Mi estancia en Lila fue increíble por la gente que conocí. Aunque fue imposible estar tanto tiempo con todos como me hubiera gustado, hice muchos amigos geniales. Hoy le toca a Jenny, la chica taiwanesa que conocí en Lila. No recuerdo cuándo la conocí exactamente, pero creo que fue en mi primera semana allí. Vi a Jenny al principio y siempre estaba sonriendo y hablaba mucho. También fue a patinar sobre hielo con el Club Internacional. No sé qué pasó después, pero luego no la vi mucho. Ahora nos reímos de ello, pero me pareció que había desaparecido. Nos vimos alguna vez en la universidad, pero siempre era rápido y no teníamos tiempo para hablar. Siempre la invitaba a fiestas, pero era demasiado responsable y prefería estudiar. Me acuerdo de que tuve una semana divertidísima, llena de viajes y fiestas, y ella estaba en plan: «Qué horror de semana. No me da tiempo a nada. Tengo muchísimos deberes». Sin embargo, cada momento con ella era genial. Además, Jenny viajaba un montón. ¡No conozco a nadie que viaje más que ella! Una vez me contó una historia que le pasó estando de viaje con una tía rara. Siempre que me acuerdo me hace gracia.

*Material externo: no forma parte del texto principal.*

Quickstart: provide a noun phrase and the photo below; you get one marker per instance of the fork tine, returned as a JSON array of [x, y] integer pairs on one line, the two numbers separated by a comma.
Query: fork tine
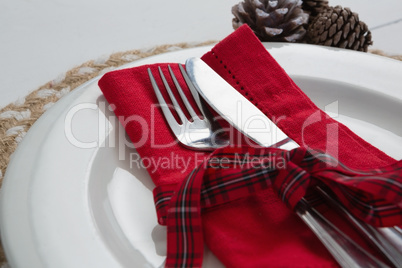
[[165, 109], [172, 97], [193, 91], [183, 97]]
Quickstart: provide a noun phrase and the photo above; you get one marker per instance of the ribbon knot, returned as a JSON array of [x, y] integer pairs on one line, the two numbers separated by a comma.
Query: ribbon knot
[[232, 173]]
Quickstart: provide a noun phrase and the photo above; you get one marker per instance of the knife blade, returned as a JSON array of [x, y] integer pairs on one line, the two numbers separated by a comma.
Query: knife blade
[[234, 107]]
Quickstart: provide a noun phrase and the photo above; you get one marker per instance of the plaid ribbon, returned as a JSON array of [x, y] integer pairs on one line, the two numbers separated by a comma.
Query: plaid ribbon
[[229, 173]]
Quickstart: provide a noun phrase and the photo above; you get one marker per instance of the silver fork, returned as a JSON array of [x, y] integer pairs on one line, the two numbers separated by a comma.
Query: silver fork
[[197, 134], [342, 248]]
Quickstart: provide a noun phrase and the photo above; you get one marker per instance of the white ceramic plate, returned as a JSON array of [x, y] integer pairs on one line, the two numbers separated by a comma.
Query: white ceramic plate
[[66, 206]]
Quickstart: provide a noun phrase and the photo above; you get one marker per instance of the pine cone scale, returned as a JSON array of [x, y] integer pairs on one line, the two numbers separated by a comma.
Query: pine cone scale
[[276, 21], [340, 27]]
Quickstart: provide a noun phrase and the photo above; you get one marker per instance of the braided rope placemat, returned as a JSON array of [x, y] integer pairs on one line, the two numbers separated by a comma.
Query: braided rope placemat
[[16, 118]]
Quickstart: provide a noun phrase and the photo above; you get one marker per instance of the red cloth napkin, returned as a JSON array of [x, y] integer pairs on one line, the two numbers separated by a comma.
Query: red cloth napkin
[[258, 231]]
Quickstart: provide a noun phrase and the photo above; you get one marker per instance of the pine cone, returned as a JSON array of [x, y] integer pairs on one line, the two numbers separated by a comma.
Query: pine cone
[[339, 27], [313, 7], [276, 21]]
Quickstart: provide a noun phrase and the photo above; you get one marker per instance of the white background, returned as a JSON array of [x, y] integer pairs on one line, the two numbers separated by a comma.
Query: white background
[[41, 39]]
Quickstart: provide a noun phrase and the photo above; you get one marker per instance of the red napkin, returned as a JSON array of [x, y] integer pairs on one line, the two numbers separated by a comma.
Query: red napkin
[[258, 231]]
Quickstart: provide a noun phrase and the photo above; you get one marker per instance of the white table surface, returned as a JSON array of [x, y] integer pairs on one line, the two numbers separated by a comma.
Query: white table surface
[[42, 39]]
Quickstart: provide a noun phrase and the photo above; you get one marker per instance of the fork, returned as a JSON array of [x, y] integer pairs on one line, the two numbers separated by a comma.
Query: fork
[[198, 135]]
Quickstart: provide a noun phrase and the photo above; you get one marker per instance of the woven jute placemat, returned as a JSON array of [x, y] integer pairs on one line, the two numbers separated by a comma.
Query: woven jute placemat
[[17, 118]]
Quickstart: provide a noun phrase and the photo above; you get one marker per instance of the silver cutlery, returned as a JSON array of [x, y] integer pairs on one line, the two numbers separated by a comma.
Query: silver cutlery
[[345, 250]]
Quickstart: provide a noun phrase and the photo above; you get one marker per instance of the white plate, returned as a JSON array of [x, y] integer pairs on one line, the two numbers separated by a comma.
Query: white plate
[[65, 206]]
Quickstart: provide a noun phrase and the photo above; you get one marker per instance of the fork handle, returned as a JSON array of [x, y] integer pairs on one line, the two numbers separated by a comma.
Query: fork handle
[[377, 237], [343, 249]]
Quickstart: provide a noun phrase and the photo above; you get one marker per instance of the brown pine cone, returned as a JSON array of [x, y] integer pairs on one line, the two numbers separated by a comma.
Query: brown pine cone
[[339, 27], [272, 20], [313, 7]]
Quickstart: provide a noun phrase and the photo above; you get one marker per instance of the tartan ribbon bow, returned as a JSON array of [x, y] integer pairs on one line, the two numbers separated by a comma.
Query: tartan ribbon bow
[[232, 173]]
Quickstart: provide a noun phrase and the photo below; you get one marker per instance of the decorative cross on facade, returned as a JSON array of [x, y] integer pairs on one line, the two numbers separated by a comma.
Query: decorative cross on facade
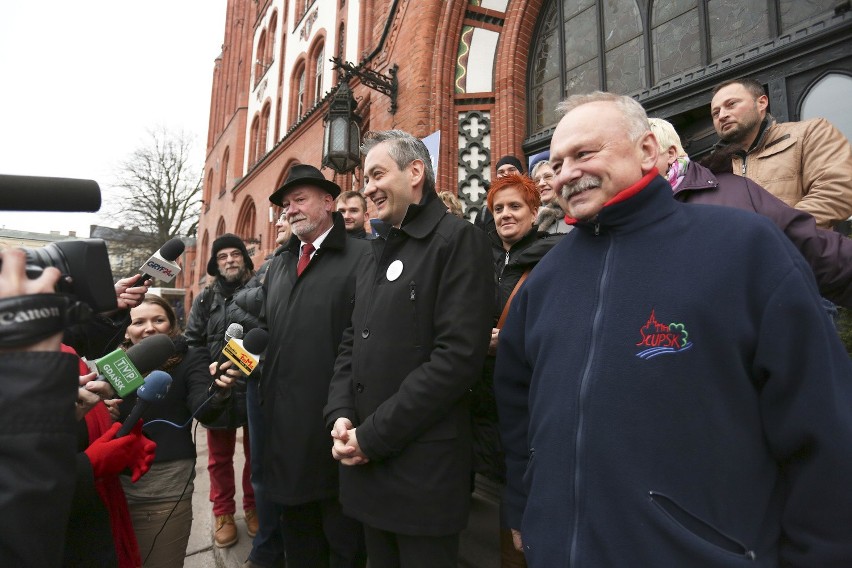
[[473, 157]]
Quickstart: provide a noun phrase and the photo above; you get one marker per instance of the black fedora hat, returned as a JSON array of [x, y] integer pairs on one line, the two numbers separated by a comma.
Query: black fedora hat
[[304, 174]]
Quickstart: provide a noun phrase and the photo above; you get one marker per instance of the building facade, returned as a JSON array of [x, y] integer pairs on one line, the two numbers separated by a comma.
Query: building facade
[[485, 76]]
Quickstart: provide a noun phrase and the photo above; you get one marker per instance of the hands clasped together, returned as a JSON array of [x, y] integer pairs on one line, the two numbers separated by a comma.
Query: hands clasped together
[[346, 449]]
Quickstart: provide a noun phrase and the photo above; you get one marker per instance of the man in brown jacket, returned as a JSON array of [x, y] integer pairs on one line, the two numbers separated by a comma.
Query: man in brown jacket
[[806, 164]]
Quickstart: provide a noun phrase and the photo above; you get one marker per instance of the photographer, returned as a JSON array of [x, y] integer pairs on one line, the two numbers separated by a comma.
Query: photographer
[[37, 419]]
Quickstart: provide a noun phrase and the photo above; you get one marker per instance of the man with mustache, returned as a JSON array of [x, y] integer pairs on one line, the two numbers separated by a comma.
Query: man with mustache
[[806, 164], [670, 391], [309, 291]]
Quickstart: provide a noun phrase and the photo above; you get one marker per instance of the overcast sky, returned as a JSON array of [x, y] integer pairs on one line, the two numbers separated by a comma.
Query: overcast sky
[[83, 82]]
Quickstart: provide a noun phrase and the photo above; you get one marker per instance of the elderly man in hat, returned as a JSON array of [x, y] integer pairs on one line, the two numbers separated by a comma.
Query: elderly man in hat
[[212, 312], [309, 293]]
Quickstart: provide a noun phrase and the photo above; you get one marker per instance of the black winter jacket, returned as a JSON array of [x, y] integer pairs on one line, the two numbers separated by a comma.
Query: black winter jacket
[[509, 266], [421, 325], [37, 469], [306, 317], [829, 254], [187, 395]]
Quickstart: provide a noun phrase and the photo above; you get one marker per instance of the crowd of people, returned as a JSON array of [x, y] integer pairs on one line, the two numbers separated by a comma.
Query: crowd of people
[[635, 345]]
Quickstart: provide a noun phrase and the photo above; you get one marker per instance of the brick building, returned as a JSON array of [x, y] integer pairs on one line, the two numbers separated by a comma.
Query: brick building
[[486, 75]]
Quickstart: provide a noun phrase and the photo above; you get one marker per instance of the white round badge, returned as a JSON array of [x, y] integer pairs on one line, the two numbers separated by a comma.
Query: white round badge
[[394, 270]]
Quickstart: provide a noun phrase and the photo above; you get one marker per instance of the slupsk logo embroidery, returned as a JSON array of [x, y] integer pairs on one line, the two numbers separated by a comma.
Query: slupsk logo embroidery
[[661, 338]]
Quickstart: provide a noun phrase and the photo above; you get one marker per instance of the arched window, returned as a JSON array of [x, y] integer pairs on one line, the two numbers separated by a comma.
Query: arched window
[[254, 140], [318, 72], [270, 38], [208, 189], [830, 98], [246, 221], [264, 130], [260, 64], [298, 91], [203, 254], [584, 45], [224, 178]]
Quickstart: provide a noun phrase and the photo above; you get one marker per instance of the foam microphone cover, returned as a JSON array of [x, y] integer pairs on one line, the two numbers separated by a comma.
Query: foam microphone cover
[[172, 249], [34, 193], [155, 387], [151, 353], [234, 331]]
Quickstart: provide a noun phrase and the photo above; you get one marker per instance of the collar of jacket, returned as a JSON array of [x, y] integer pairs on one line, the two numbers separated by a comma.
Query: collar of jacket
[[645, 202], [336, 238], [420, 219], [697, 177]]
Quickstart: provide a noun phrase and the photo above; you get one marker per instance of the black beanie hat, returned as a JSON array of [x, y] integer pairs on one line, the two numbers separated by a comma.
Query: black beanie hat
[[510, 160], [228, 240]]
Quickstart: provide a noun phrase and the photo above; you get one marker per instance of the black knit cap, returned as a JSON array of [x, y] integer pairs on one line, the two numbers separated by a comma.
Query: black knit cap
[[228, 240], [510, 160]]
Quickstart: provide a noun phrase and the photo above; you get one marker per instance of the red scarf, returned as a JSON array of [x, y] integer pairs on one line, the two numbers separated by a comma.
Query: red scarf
[[99, 421]]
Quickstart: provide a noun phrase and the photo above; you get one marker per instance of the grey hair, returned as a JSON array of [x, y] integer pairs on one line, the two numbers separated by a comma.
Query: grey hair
[[666, 135], [634, 115], [404, 148], [537, 165]]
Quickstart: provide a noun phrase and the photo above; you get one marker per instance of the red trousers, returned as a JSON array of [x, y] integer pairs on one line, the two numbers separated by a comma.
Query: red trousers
[[220, 466]]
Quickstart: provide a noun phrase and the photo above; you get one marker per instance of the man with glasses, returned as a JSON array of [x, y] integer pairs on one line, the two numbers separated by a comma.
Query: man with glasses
[[230, 267]]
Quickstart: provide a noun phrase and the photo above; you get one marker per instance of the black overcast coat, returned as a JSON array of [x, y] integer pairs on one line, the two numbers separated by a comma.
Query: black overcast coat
[[404, 373], [306, 317]]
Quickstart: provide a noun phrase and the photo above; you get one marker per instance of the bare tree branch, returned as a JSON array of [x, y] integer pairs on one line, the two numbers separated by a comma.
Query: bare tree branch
[[161, 191]]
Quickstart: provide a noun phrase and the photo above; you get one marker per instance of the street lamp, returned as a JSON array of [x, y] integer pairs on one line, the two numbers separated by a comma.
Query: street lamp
[[342, 137]]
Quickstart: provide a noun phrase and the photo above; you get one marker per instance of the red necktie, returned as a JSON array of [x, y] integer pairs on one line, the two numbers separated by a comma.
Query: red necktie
[[304, 258]]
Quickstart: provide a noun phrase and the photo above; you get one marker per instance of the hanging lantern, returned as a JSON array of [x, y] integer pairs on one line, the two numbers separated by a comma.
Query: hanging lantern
[[342, 134]]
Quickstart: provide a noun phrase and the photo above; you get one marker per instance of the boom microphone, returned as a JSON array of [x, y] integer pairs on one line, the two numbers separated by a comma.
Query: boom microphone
[[154, 389], [161, 264], [34, 193], [124, 369]]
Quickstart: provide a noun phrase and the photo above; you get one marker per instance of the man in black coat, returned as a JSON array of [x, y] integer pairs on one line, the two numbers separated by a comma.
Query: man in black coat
[[398, 403], [213, 311], [309, 290]]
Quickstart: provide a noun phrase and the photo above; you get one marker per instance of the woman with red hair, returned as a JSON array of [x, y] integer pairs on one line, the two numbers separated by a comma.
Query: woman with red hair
[[517, 246]]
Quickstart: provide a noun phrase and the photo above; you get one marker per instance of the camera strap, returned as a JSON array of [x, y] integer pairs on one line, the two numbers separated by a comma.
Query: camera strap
[[28, 319]]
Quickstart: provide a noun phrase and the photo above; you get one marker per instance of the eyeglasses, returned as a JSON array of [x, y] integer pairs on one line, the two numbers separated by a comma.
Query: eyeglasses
[[224, 256]]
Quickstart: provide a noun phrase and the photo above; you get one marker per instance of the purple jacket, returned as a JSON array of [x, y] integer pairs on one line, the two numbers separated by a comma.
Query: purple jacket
[[829, 254]]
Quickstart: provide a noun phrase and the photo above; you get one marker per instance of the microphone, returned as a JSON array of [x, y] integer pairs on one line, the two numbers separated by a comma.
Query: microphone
[[161, 264], [154, 389], [234, 331], [124, 369], [246, 354], [35, 193]]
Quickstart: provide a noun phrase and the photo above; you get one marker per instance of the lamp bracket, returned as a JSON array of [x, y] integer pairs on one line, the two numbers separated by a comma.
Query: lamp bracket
[[386, 84]]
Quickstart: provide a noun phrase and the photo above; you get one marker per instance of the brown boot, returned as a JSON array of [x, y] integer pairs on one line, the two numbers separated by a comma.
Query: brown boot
[[225, 534], [510, 557], [251, 522]]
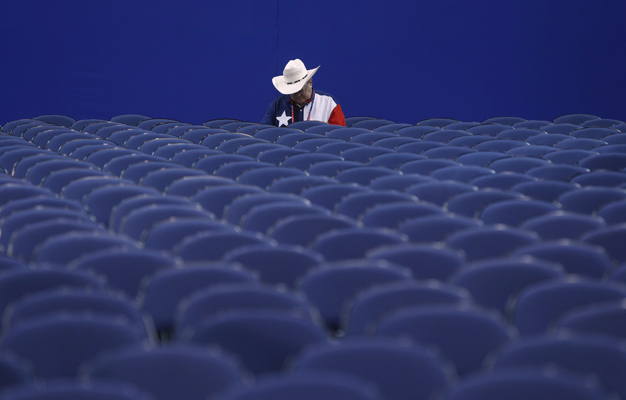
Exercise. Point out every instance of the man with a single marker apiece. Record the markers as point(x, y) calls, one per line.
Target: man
point(299, 102)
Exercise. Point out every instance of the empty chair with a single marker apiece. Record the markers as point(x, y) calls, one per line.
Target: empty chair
point(305, 386)
point(281, 335)
point(439, 192)
point(264, 177)
point(162, 293)
point(461, 173)
point(378, 361)
point(363, 314)
point(330, 196)
point(161, 179)
point(489, 241)
point(355, 205)
point(424, 261)
point(192, 372)
point(77, 338)
point(525, 384)
point(330, 286)
point(436, 228)
point(393, 215)
point(568, 157)
point(583, 354)
point(590, 200)
point(263, 217)
point(138, 222)
point(538, 307)
point(398, 182)
point(601, 178)
point(101, 201)
point(503, 180)
point(215, 199)
point(472, 203)
point(167, 235)
point(238, 295)
point(236, 211)
point(493, 283)
point(463, 334)
point(577, 258)
point(515, 212)
point(65, 248)
point(189, 186)
point(562, 225)
point(304, 229)
point(282, 264)
point(124, 269)
point(210, 246)
point(544, 190)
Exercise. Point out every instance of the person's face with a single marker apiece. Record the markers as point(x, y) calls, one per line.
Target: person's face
point(304, 94)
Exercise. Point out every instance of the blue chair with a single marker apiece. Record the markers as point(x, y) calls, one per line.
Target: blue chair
point(461, 173)
point(192, 372)
point(515, 212)
point(590, 200)
point(331, 286)
point(65, 248)
point(472, 203)
point(525, 384)
point(265, 177)
point(544, 190)
point(481, 158)
point(189, 186)
point(502, 181)
point(138, 222)
point(282, 264)
point(238, 295)
point(603, 319)
point(577, 258)
point(24, 241)
point(424, 261)
point(128, 205)
point(436, 228)
point(363, 314)
point(264, 217)
point(490, 241)
point(167, 235)
point(355, 205)
point(212, 245)
point(582, 354)
point(330, 196)
point(236, 211)
point(494, 283)
point(393, 215)
point(279, 334)
point(464, 335)
point(303, 230)
point(378, 361)
point(161, 293)
point(101, 201)
point(77, 338)
point(215, 199)
point(562, 225)
point(438, 192)
point(538, 307)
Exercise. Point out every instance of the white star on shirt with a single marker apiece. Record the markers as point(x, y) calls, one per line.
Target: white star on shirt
point(283, 119)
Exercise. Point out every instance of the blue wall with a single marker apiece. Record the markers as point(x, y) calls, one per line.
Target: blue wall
point(401, 60)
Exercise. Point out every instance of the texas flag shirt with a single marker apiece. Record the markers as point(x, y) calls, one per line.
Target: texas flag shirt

Al final del semestre nos dimos cuenta de lo rápido que había pasado y decidimos quedar. Fue un día antes de que empezara mis viajes. ¡Quería saberlo todo! Me hacía gracia que estando en el mismo intercambio, tuviéramos experiencias distintas, viéramos sitios distinto y conociéramos a gente distinta. Es una pena que no tuviéramos clase de francés o alguna clase de economía juntas. Jenny dibujó Taiwan y la República Checa en mi bandera junto a un bonito mensaje de regalo. Entonces acordamos que vendría a Praga en uno de sus viajes. No estaba segura de si lo decía en serio, ¡pero era un buen plan!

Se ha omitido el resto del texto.